William James (1842-1910) était un philosophe et psychologue de premier plan au tournant du 19e siècle. Avec Charles Sanders Peirce, James a fondé l’école philosophique du pragmatisme, qui soutient que le sens d’une idée doit être recherché dans ses effets pratiques, que la fonction de la pensée est de guider l’action, et que la vérité doit être testée par le conséquences pratiques de la croyance. Alors que cette philosophie a décliné pendant la majeure partie du XXe siècle, supplantée par la philosophie linguistique, elle connaît actuellement une renaissance, et de nombreux philosophes contemporains reviennent à James comme la principale source d’inspiration pour de nouvelles théories de la perception, du sens et des croyances. James a de nombreuses idées concernant le bonheur, dont la principale est l’idée que le bonheur consiste à s’orienter vers un but plus élevé, même si ce but ne peut être prouvé rationnellement. Ceux qui souffrent d’une «crise de sens» en ressortent plus forts avec plus d’enthousiasme pour la vie que ceux qui se contentent de suivre les mouvements et empruntent le chemin facile.
Un peu d’histoire
Né à New York en 1842 , William James était l’aîné des cinq enfants de Henry James Sr., un théologien, et le frère de Henry James, le romancier. La famille a vécu en Europe pendant cinq ans et est retournée aux États-Unis pour finalement s’installer à Cambridge, Massachusetts, où James est resté pour le reste de sa vie. Insolite pour un philosophe, il était marié et a eu cinq enfants.
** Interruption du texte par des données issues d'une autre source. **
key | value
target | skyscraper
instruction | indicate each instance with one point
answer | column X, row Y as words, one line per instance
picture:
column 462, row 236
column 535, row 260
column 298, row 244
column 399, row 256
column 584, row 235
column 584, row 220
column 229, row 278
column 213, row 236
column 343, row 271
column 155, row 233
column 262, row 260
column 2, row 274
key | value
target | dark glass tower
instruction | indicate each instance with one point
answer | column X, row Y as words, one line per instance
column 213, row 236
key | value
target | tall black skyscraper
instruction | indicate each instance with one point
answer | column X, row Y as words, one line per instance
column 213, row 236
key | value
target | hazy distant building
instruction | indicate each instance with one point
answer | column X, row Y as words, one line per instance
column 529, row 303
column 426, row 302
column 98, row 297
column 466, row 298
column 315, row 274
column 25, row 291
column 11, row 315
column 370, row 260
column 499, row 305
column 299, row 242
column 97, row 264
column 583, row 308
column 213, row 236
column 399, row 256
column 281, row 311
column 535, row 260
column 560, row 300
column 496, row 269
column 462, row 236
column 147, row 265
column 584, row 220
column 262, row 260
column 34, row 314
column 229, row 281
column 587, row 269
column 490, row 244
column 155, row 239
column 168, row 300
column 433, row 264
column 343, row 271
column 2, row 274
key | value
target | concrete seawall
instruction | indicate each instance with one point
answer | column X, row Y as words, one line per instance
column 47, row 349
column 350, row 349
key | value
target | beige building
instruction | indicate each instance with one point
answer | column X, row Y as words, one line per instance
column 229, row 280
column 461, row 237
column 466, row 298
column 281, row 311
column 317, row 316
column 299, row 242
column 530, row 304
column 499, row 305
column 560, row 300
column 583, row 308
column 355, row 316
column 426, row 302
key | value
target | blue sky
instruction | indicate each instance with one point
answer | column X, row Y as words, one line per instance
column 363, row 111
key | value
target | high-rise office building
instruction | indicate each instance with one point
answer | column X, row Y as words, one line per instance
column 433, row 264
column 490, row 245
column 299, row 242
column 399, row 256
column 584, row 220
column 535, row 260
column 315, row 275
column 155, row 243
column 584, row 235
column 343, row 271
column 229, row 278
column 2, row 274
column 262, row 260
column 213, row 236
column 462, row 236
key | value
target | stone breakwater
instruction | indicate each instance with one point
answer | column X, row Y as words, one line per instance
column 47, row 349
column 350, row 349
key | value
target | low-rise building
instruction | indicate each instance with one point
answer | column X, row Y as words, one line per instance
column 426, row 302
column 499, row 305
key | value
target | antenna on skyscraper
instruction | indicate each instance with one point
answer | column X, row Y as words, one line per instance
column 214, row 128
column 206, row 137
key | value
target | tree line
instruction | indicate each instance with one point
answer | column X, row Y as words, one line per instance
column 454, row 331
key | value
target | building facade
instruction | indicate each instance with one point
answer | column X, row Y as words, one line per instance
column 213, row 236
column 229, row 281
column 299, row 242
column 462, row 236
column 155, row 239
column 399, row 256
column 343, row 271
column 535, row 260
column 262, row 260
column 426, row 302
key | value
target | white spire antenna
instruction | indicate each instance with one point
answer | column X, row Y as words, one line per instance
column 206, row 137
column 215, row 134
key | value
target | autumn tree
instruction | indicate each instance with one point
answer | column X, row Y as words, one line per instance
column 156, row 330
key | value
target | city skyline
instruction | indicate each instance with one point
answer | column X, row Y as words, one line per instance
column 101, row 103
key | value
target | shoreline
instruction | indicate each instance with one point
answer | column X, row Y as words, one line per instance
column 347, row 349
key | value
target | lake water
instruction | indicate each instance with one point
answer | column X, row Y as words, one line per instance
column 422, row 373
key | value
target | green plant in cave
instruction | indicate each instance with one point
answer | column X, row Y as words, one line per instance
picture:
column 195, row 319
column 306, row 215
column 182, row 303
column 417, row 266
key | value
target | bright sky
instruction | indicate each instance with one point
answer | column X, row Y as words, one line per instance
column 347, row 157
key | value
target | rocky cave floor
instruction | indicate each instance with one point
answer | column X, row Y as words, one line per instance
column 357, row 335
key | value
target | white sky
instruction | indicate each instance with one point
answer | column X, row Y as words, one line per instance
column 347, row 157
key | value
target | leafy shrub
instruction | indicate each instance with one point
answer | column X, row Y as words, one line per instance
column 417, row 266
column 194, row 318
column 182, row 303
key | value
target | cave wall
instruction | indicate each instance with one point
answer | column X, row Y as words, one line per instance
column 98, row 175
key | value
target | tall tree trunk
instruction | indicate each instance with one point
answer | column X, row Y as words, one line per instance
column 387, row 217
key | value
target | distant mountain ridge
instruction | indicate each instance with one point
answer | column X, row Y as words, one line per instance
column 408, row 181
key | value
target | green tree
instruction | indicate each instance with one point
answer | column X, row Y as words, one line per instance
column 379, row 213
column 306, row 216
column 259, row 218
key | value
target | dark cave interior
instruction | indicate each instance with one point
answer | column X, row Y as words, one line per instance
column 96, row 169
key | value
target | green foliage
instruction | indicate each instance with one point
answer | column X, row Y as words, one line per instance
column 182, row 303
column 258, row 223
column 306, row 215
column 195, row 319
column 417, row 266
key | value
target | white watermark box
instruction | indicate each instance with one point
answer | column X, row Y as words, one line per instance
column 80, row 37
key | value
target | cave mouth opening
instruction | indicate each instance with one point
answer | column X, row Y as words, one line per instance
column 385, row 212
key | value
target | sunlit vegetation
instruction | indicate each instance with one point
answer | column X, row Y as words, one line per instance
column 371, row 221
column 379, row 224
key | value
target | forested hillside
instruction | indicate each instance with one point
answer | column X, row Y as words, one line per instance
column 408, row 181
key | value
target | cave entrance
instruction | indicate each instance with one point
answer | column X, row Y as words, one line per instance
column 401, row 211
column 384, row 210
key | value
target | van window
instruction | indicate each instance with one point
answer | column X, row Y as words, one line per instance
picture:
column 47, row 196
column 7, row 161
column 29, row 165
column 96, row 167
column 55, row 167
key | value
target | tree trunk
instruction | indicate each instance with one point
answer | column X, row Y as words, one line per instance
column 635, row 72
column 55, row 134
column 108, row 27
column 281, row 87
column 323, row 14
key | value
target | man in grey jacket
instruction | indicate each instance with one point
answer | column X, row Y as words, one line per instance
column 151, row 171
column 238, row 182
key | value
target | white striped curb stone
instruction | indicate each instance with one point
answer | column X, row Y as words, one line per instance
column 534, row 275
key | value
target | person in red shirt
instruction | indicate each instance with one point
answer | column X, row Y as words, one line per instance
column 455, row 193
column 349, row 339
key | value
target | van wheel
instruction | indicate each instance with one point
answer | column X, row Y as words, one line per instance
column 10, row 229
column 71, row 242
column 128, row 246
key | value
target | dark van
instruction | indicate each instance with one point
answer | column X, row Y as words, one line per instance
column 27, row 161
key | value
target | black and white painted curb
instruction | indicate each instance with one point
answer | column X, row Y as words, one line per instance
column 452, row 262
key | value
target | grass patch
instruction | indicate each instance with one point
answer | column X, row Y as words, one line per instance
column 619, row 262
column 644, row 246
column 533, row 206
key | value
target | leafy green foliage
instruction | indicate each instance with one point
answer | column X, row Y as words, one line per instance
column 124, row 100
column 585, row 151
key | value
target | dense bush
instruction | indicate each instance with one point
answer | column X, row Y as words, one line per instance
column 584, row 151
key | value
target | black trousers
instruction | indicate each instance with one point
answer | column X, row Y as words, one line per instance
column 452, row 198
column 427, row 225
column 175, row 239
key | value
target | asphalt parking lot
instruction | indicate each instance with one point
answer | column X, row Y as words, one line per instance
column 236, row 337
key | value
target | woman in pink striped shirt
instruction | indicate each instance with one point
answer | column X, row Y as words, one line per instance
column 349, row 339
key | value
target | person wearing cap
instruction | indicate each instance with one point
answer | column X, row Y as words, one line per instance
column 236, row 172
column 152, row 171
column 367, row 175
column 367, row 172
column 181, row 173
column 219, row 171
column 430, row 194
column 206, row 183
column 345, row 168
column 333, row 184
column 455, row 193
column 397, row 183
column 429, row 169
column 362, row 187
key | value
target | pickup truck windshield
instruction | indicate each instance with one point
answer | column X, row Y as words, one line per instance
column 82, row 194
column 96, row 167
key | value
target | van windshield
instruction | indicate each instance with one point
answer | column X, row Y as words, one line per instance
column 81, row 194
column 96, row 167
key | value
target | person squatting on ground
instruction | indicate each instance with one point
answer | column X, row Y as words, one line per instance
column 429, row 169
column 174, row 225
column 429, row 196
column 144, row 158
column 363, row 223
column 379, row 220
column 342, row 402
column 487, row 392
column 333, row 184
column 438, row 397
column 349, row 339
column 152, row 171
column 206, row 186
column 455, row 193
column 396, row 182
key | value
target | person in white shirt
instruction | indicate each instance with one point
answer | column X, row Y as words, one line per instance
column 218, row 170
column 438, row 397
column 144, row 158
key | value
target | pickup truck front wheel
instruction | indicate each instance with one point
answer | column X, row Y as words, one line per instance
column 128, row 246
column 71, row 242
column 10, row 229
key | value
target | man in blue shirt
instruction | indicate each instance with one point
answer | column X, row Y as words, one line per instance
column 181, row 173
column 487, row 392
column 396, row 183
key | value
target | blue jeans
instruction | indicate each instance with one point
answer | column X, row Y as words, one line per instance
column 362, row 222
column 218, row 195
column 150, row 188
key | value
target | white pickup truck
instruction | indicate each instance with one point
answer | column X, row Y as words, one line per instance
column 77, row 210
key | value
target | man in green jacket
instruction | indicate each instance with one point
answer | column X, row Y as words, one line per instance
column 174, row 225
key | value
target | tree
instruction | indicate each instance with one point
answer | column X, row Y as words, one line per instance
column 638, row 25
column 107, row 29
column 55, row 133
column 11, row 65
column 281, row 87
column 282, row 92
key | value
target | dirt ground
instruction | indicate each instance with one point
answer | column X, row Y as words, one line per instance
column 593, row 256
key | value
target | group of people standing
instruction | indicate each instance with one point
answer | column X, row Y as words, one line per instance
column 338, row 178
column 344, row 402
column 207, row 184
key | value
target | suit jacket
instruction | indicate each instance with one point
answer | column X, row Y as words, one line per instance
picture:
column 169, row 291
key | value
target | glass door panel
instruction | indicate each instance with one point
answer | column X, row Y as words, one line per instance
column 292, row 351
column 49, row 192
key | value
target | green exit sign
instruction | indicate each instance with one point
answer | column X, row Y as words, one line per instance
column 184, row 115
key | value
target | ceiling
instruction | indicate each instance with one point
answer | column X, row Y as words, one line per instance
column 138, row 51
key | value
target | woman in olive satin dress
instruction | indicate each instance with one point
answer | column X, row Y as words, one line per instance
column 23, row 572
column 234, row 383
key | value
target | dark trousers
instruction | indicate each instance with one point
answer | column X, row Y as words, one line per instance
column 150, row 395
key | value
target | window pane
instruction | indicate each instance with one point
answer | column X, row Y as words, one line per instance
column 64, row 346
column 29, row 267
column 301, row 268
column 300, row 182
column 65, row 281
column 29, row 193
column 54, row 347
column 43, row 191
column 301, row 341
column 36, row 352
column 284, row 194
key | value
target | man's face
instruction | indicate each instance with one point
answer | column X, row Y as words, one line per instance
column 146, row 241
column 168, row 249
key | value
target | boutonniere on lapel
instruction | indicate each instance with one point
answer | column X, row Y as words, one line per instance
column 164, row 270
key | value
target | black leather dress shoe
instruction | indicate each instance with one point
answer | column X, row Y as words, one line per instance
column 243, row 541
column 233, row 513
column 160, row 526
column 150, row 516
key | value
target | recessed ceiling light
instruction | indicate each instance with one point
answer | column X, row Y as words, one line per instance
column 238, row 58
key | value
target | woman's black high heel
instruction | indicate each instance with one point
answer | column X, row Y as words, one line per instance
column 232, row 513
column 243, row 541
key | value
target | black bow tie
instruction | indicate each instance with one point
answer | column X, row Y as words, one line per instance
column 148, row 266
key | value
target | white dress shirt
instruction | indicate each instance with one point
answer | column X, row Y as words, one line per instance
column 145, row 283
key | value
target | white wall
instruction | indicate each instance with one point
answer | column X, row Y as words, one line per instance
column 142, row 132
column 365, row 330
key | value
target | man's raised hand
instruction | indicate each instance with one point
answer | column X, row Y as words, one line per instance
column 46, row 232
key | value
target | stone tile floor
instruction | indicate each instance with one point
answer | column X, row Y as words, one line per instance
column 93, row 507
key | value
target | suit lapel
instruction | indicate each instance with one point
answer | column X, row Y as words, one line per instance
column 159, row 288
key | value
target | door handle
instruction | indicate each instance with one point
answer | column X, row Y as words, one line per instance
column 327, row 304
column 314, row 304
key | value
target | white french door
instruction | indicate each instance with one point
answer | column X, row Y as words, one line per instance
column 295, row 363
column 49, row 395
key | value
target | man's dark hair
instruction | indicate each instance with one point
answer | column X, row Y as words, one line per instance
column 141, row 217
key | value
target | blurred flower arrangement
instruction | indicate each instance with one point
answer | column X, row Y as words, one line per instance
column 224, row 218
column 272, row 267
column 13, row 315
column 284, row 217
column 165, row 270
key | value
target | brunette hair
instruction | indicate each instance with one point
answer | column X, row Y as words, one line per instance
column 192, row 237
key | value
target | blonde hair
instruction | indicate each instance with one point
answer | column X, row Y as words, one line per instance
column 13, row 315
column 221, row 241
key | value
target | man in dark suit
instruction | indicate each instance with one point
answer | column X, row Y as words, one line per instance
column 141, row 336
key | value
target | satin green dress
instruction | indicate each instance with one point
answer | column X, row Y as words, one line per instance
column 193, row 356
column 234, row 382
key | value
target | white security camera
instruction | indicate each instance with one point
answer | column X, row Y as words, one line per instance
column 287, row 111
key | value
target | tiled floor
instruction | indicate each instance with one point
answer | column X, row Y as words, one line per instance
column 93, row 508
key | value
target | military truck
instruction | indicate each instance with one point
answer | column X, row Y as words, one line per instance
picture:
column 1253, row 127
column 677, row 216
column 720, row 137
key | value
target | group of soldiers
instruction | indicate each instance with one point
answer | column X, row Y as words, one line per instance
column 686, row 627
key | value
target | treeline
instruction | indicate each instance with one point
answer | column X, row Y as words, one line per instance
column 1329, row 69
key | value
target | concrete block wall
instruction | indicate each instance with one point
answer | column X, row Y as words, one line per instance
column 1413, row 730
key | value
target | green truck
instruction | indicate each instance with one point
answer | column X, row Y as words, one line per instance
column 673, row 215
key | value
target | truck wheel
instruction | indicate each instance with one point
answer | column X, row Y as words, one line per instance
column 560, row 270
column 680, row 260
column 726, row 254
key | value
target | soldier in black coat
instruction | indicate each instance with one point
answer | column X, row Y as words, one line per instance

James a commencé sa carrière en tant qu’étudiant en art mais s’est rapidement intéressé aux sciences. Il est entré à Harvard Medical École en 1863 et diplômé d’un docteur en médecine (MD) après six ans. Son éducation a été interrompue par des épisodes de maladie et de dépression, qu’il n’a pu surmonter que par ce qui a été décrit comme un «acte de volonté prométhéen». James a été nommé instructeur en anatomie et physiologie à Harvard, devenant par la suite professeur adjoint de philosophie, puis professeur titulaire de philosophie et de psychologie.
Son premier travail majeur fut Principles of Psychology (1890), qui résume les état de la psychologie alors, et pointe dans deux directions, vers une psychologie objective de laboratoire et vers une étude phénoménologique du courant de la conscience. Il discute également du concept de libre arbitre, qui joue un rôle crucial dans sa théorie du bonheur.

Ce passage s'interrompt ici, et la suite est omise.